13 June 2018

St Therese: Chapter IV

  • First Communion
  • Confirmation
  • Light and darkness
  • A new separation
  • Gracious deliverance from interior sufferings
O God, thou art another me, my confidant, my friend, we live together in a sweet intimacy. 

Excerpt

At last there dawned the most beautiful day of all the days of my life. How perfectly  I  remember  even  the  smallest  details  of  those  sacred  hours!  the joyful  awakening,  the  reverent  and  tender  embraces  of  my  mistresses  and older companions, the room filled with snow-white frocks, where each child was  dressed  in  turn,  and,  above  all,  our  entrance  into  the  chapel  and  the melody  of  the  morning  hymn:  "O  Altar  of  God,  where  the  Angels  are hovering." But I would not and I could not tell you all. Some things lose their fragrance when  exposed  to  the  air,  and  so,  too,  one's  inmost  thoughts  cannot  be translated   into   earthly   words   without   instantly   losing  their  deep   and heavenly meaning.

Peace be with thee
How sweet was the first embrace of Jesus! It was indeed an  embrace  of  love.  I  felt  that  I  was  loved,  and  I  said:  "I  love  Thee, and  I give myself  to  Thee  for  ever."  Jesus  asked  nothing  of  me,  and  claimed  no sacrifice;  for a long  time  He  and  little  Thérèse  had  known  and  understood one another. That day our meeting was more than simple recognition, it was perfect union. We were no longer two. Thérèse had disappeared like a drop of water lost in the immensity of the ocean; Jesus alone remained—He was the  Master,  the  King!  Had  not  Thérèse asked  Him to take  away  her  liberty which  frightened her? She felt herself so weak  and frail, that she wished to be for ever united to the Divine Strength.
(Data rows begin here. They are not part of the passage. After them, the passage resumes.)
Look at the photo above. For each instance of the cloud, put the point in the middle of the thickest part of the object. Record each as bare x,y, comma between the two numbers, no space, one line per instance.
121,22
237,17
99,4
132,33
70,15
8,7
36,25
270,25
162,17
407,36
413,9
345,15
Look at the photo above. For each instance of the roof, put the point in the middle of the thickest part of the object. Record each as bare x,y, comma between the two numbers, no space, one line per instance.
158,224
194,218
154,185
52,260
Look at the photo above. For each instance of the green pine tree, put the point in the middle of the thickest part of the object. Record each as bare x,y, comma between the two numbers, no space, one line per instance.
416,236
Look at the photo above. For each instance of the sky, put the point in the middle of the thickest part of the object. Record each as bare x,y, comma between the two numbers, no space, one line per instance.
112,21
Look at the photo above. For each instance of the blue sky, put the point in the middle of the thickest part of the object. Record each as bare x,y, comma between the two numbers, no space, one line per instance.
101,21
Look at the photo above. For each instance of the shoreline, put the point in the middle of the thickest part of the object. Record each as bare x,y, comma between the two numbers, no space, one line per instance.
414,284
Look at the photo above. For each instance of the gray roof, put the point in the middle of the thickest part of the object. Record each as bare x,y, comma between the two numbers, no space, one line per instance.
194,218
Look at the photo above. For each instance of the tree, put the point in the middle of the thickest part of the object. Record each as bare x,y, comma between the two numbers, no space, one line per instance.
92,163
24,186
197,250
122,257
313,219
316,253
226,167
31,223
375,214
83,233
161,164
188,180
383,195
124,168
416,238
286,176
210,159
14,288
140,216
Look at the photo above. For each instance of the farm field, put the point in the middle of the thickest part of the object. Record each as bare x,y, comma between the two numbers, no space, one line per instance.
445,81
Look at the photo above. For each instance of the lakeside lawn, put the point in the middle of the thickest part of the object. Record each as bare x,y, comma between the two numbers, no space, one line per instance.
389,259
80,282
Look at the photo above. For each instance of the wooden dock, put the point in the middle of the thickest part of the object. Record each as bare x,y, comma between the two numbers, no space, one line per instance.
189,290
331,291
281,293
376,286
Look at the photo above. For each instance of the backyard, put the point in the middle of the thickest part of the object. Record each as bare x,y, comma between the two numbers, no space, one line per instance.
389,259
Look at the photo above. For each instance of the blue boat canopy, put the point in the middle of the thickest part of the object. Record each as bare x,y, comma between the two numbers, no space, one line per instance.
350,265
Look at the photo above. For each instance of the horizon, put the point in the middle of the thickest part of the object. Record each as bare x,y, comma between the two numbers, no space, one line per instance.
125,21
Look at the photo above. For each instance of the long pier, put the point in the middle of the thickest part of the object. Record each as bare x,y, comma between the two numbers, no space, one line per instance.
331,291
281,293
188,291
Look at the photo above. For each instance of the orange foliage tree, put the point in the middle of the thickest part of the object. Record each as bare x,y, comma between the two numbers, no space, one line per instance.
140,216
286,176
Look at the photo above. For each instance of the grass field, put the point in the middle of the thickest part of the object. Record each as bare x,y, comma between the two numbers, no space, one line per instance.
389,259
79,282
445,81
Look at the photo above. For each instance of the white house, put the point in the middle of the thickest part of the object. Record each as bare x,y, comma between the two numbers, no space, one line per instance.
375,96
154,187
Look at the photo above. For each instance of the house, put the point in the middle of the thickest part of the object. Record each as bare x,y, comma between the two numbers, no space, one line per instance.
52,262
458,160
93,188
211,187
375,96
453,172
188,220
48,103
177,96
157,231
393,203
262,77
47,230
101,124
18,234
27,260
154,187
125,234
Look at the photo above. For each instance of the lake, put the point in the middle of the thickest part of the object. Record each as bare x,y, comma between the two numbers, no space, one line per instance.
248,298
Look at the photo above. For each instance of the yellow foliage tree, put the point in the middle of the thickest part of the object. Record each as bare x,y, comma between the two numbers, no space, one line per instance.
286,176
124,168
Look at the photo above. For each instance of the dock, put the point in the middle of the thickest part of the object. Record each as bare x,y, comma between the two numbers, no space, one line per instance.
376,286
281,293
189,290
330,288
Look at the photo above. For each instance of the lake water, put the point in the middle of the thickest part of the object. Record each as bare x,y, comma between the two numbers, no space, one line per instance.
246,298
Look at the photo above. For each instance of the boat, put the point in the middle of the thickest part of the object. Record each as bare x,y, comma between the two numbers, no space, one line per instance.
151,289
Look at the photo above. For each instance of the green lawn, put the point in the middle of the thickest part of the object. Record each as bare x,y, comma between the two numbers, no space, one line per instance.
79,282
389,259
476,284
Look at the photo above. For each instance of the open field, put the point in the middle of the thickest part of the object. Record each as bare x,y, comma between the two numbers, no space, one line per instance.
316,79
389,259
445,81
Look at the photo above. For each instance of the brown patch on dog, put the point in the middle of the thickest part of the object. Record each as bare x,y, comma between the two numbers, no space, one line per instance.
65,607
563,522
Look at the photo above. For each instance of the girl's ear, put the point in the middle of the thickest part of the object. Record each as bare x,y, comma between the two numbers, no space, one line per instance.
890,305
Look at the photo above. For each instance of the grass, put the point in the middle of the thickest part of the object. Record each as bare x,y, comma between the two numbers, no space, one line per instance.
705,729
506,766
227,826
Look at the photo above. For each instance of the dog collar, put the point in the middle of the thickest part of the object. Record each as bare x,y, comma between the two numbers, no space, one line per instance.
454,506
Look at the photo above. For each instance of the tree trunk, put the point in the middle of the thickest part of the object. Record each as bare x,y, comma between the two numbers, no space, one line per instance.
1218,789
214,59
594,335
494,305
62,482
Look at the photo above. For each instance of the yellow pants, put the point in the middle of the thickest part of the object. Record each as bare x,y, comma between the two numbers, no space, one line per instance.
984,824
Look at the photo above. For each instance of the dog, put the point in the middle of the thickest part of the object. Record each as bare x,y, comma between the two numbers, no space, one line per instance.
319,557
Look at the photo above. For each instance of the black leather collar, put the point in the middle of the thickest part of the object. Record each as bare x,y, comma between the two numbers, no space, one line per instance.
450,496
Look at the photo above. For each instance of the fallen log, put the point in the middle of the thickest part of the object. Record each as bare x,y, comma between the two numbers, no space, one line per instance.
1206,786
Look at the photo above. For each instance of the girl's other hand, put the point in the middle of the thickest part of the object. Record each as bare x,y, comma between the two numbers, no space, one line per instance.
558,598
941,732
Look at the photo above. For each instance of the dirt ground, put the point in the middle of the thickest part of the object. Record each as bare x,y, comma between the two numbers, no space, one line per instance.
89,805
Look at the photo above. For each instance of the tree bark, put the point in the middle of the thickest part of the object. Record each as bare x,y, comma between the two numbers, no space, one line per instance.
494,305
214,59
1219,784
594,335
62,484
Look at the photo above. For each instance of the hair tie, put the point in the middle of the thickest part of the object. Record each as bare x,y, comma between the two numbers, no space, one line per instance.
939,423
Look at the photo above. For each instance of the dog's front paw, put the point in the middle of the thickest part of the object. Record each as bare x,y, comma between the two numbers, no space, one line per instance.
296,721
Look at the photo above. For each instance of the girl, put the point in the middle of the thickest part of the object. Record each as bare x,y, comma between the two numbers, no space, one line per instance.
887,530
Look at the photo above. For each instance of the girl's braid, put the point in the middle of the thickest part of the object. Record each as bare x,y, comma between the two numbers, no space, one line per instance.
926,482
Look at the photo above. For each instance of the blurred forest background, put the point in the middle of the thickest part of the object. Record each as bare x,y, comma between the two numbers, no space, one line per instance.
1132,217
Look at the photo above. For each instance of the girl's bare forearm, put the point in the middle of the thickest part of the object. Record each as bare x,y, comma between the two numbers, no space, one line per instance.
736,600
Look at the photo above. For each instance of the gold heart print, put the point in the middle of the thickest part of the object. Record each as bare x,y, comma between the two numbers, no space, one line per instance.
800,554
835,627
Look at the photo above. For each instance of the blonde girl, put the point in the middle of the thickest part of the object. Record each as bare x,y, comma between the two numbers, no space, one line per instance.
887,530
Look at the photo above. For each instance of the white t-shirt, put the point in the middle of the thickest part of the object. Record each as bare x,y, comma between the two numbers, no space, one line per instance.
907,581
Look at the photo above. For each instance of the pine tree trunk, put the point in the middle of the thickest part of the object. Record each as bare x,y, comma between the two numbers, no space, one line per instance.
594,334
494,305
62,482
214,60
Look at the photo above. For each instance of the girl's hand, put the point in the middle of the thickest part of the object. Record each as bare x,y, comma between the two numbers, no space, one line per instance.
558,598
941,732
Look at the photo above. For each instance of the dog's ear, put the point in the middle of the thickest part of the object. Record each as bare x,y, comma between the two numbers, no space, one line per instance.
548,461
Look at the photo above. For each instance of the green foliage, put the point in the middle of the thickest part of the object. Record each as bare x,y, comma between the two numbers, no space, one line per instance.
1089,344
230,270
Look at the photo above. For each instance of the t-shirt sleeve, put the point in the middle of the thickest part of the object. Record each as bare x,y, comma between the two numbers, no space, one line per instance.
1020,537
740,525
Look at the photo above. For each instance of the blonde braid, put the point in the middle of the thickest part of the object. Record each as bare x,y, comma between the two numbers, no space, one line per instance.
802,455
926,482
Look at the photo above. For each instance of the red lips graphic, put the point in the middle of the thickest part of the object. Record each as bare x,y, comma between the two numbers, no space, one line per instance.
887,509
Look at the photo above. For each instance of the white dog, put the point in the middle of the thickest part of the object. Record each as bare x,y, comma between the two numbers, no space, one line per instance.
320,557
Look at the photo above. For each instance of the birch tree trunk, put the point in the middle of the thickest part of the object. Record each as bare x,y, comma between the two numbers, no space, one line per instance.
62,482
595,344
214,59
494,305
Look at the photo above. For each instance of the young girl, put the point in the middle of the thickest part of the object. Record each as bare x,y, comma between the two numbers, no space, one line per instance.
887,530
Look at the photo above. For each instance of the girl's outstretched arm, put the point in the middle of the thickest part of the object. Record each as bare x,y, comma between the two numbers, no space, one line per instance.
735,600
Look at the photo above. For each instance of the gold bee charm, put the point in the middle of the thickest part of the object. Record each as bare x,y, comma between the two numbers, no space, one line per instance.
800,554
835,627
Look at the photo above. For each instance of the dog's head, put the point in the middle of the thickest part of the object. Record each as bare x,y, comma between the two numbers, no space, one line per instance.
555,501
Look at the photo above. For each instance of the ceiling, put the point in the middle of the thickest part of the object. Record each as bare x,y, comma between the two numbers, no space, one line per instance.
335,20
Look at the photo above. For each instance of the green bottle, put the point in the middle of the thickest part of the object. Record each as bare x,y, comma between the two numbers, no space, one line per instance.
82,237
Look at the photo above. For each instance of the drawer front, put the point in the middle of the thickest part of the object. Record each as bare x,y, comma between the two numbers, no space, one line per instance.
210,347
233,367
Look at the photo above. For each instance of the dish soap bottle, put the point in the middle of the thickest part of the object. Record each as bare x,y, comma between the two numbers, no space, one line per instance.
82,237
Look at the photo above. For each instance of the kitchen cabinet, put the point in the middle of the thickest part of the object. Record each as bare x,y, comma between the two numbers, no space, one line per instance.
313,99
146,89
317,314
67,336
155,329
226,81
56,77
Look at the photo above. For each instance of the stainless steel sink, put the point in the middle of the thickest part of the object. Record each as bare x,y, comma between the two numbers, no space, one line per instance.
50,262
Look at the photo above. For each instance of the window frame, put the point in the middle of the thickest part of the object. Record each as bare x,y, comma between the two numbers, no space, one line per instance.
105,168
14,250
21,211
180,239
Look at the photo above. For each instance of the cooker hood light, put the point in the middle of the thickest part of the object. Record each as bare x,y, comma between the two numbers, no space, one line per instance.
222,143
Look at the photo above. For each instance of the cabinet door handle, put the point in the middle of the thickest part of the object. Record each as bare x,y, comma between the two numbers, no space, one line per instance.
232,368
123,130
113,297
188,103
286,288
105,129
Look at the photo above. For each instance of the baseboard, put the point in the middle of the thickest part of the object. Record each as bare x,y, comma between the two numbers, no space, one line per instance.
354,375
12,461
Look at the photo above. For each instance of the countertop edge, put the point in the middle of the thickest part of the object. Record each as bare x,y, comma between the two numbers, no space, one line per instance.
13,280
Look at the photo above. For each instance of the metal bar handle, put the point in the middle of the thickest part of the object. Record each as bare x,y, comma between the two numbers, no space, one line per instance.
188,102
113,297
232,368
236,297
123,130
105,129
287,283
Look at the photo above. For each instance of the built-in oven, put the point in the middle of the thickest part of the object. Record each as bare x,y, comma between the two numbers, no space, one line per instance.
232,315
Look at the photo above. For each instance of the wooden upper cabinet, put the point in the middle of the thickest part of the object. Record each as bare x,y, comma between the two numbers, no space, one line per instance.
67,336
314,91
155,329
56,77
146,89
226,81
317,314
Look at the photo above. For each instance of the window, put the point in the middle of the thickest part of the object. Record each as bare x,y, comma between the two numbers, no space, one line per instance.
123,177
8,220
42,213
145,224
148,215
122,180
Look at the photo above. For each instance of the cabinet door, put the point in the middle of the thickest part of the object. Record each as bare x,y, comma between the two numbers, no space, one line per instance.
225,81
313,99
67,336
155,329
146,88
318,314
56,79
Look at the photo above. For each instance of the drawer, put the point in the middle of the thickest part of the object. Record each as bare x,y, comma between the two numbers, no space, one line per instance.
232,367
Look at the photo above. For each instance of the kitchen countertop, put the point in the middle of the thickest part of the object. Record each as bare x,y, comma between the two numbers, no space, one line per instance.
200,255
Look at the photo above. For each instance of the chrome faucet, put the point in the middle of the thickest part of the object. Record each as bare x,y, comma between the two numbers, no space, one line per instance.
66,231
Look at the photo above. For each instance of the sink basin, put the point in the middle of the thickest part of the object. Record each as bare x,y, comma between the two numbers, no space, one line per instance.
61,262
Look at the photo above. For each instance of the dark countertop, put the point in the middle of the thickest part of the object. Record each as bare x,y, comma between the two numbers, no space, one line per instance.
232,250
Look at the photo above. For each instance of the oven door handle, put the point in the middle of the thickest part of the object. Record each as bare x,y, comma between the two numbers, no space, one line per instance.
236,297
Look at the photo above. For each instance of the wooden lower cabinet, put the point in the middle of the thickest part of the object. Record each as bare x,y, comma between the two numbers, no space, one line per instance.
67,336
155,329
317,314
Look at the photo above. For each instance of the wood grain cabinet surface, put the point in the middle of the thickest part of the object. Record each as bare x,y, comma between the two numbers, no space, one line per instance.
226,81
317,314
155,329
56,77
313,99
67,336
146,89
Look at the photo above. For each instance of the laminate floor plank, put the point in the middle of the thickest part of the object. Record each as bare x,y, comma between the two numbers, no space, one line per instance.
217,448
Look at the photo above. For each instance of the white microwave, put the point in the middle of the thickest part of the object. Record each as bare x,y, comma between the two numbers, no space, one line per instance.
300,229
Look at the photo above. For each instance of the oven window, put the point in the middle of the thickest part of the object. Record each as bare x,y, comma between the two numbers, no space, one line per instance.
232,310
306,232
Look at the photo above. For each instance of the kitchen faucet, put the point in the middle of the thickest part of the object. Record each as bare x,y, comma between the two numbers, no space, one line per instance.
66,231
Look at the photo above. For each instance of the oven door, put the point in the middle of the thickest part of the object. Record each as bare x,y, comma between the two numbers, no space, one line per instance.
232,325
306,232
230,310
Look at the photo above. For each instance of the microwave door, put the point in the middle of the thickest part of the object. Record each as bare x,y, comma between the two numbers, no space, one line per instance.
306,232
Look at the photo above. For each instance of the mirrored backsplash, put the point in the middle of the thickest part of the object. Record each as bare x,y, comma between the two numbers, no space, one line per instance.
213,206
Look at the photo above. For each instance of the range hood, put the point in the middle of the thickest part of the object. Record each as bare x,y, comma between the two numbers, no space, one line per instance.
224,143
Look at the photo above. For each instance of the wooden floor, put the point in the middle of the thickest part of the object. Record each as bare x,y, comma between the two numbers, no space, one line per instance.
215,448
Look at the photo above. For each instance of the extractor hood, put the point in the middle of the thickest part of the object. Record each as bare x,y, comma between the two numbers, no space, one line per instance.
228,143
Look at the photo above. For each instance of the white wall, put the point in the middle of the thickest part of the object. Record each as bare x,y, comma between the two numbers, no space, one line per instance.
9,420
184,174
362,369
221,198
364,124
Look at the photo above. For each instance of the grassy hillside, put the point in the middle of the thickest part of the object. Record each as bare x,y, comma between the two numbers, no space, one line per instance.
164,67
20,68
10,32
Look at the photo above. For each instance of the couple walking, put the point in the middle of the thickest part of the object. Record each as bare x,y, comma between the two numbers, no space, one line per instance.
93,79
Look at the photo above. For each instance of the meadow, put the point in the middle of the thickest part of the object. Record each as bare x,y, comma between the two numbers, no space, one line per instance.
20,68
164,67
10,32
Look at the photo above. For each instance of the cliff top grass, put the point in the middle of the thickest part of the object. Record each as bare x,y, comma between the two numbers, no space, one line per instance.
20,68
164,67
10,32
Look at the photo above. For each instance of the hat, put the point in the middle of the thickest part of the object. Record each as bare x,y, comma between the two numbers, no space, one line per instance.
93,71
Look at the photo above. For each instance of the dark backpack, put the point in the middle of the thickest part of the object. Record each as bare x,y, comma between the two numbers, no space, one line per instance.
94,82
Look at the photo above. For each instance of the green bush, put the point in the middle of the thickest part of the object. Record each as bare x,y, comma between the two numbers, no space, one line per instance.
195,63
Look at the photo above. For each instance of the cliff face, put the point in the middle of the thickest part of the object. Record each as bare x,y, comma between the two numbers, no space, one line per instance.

And then my joy became so intense, so deep, that it could not be restrained; tears   of   happiness   welled   up   and   overflowed.  My  companions  were astonished,  and  asked  each  other  afterwards:  "Why  did  she  cry?  Had  she anything  on  her  conscience?  No,  it  is  because  neither  her  Mother  nor  her dearly loved Carmelite sister is here." And no one understood that all the joy of  Heaven had  come  down into one heart, and that this heart, exiled, weak, and mortal as it was, could not contain it without tears.